SERIES: FUGAKU SANJU ROKU KEI (THIRTY SIX VIEWS OF MT. FUJI) SERIES 1831-1833
Fugaku Sanju-roku kei, or Thirty Six Views of Mt. Fuji, is said to be the first perspective Japanese woodblock print (with few exceptions from the set) and composed of 46 known woodblock prints issued between 1831~1833. (Originally 36 with 10 later added due to its popularity.) In an era of non-perspective drawings, the artist’s achievement of using perspective is appraised. Because this series only uses 4-5 wood plates to complete one piece, which is few for woodblock print, the final quality and portraying the intended dynamics depends on the woodblock carver and printer’s dexterous craftsmanship.
ARTIST HOKUSAI KATSUSHIKA
Hokusai Katsushika’s work is detailed and meticulous yet dynamic; he who would not miss drawing in even a strand of hair on a furry wardrobe if it was necessary to complete the dynamics of the artwork as a whole. The dynamics of his picture can also be seen from the number of woodblock layers needed print one picture; his works use relatively few woodblocks.
WHAT IS A WOODBLOCK PRINT?
Woodblock print became popular in Japan in the Edo Era (1603-1868). Although it is considered a way of mass producing copies of an art, many craftsman are involved in its process, making its production complex, thus the finished product is recognized as a piece of fine artwork. Historically in Japan, Japanese did not understand its value because, to them, it was too common; not only did it take form of art, the method was also used for books, magazines and advertisements; therefore, many original woodblock prints ended up in Western countries where they took interest in exotic foreign pictures.

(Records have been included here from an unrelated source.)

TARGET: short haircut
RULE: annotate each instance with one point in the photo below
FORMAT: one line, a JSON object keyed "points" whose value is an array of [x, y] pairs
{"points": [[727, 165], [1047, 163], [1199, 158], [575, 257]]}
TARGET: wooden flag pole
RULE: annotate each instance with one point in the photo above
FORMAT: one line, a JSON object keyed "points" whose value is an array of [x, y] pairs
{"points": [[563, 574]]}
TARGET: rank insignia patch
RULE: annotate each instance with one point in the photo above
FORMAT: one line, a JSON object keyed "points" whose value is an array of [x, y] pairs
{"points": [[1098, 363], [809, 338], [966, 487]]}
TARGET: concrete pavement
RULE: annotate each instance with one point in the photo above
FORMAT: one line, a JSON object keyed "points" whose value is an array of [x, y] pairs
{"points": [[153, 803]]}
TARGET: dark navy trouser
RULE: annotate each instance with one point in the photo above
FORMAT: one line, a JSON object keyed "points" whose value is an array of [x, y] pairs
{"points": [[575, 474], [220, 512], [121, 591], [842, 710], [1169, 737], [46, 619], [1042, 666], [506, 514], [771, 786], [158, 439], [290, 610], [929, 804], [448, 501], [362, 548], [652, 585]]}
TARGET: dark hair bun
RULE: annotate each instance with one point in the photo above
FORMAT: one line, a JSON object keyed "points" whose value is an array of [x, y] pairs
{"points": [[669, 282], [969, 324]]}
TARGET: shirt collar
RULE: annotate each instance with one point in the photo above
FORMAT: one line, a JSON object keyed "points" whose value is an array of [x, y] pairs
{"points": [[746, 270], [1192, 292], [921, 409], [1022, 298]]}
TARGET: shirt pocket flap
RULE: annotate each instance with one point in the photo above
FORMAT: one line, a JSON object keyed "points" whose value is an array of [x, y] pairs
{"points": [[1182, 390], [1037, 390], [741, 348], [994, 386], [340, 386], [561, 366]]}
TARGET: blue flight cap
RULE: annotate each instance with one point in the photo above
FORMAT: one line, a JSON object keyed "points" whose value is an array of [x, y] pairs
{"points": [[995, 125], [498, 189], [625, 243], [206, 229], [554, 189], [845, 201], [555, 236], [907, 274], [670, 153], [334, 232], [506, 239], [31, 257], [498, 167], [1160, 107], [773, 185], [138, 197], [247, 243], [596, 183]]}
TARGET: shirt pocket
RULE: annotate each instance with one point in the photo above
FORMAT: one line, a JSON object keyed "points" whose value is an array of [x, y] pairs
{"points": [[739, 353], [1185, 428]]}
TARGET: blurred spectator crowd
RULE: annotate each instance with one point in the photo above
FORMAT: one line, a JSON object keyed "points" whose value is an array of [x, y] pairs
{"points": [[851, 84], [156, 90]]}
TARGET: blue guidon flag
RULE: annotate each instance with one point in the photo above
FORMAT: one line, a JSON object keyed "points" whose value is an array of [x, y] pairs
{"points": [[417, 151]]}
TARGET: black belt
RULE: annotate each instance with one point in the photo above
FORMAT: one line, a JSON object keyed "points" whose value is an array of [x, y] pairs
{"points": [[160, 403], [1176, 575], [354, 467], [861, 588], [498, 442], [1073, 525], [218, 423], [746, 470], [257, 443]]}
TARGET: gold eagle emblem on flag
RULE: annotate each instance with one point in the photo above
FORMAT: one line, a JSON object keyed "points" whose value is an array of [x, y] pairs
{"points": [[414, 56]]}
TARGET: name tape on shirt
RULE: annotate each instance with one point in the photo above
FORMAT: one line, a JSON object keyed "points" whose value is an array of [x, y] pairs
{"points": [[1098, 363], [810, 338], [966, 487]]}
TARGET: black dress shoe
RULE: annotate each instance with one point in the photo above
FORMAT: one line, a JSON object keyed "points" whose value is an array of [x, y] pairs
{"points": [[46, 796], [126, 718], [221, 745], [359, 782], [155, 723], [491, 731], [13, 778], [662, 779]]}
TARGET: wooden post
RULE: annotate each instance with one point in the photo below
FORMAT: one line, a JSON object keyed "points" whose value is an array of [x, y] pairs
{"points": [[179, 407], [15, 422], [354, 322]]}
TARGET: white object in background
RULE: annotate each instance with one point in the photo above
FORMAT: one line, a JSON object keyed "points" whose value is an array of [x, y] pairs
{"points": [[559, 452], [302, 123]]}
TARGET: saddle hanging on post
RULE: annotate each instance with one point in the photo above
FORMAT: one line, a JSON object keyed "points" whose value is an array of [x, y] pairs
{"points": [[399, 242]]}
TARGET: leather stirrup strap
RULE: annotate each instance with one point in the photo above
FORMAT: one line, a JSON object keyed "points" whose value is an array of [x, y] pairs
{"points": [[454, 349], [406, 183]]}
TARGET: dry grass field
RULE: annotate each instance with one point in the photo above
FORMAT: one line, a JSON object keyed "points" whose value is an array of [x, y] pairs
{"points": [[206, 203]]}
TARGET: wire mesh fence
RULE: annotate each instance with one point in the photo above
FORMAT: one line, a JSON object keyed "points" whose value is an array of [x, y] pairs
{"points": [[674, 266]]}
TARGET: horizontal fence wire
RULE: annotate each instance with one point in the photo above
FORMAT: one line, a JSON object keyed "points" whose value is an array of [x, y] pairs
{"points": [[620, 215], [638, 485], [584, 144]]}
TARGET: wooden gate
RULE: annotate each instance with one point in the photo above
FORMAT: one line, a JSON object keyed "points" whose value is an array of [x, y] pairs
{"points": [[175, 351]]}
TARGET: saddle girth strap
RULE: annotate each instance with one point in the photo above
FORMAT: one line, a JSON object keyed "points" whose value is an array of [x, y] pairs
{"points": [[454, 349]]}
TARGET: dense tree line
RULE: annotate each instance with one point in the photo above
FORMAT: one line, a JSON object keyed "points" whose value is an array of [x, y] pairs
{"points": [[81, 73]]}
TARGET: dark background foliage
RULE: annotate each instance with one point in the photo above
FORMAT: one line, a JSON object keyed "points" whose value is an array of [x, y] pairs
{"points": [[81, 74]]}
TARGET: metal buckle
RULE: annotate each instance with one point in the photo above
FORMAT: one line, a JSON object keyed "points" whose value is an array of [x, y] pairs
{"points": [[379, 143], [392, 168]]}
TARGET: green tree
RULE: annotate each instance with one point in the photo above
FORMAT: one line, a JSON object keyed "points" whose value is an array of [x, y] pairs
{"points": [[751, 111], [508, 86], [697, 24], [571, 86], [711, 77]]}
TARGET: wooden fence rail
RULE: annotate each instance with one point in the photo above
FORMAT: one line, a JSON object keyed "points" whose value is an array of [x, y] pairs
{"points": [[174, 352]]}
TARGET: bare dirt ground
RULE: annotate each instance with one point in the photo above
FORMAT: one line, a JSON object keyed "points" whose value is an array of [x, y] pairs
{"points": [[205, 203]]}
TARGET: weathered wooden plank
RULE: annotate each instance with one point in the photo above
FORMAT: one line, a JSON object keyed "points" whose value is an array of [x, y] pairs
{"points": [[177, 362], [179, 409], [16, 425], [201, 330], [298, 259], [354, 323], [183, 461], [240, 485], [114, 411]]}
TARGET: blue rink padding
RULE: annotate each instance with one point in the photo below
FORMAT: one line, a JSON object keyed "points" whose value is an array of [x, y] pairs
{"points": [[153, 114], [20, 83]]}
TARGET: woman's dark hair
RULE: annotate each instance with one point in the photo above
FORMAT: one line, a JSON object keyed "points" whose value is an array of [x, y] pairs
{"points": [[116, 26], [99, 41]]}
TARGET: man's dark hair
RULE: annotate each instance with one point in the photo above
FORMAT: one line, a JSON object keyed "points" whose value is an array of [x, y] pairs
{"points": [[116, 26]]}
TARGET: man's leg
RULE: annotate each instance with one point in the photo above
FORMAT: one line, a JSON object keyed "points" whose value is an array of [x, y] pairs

PRODUCTION AND ATELIER TAKAHASHI BRAND
The woodblock prints introduced here is from Atelier Takahashi who has been printing the woodblock prints since mid-1850’s. In producing a single woodblock print, the following people are involved: artist (who draws the “original” and produces the composition), wood plate carver (who delicately carves numerous wood plate in order to achieve the original drawing when printed), and printer (who applies color to the carved wood plate and transfers it to a piece of paper.). Many people only recognize the artist’s name when it comes to woodblock print, but it is the wood plate carver and the printer’s craftsmanship that allows for numerous copies of artist’s work to be distributed. The carver must not transcend the lines drawn by the artist. The printer must layer many colors to achieve the right color and also must precisely overlay the colors so that no spot goes over the drawn lines. The fine craftsmanship of carver and printer is what determines the quality woodblock print as a final product. History of Atelier Takahashi is enough to demonstrate the quality of their craftsmanship: The Second Takahashi was awarded by the Ministry of Home Affairs in 1877, the Third Takahashi was invited to present his printing skills during Prince Arthur’s stay in Japan in 1890, the Fourth Takahashi presented his printing skills to General MacArthur during his term in Japan after World War II. Despite the age of digital printing, the Sixth Takahashi succeeded the name and continues to spread woodblock prints to the world.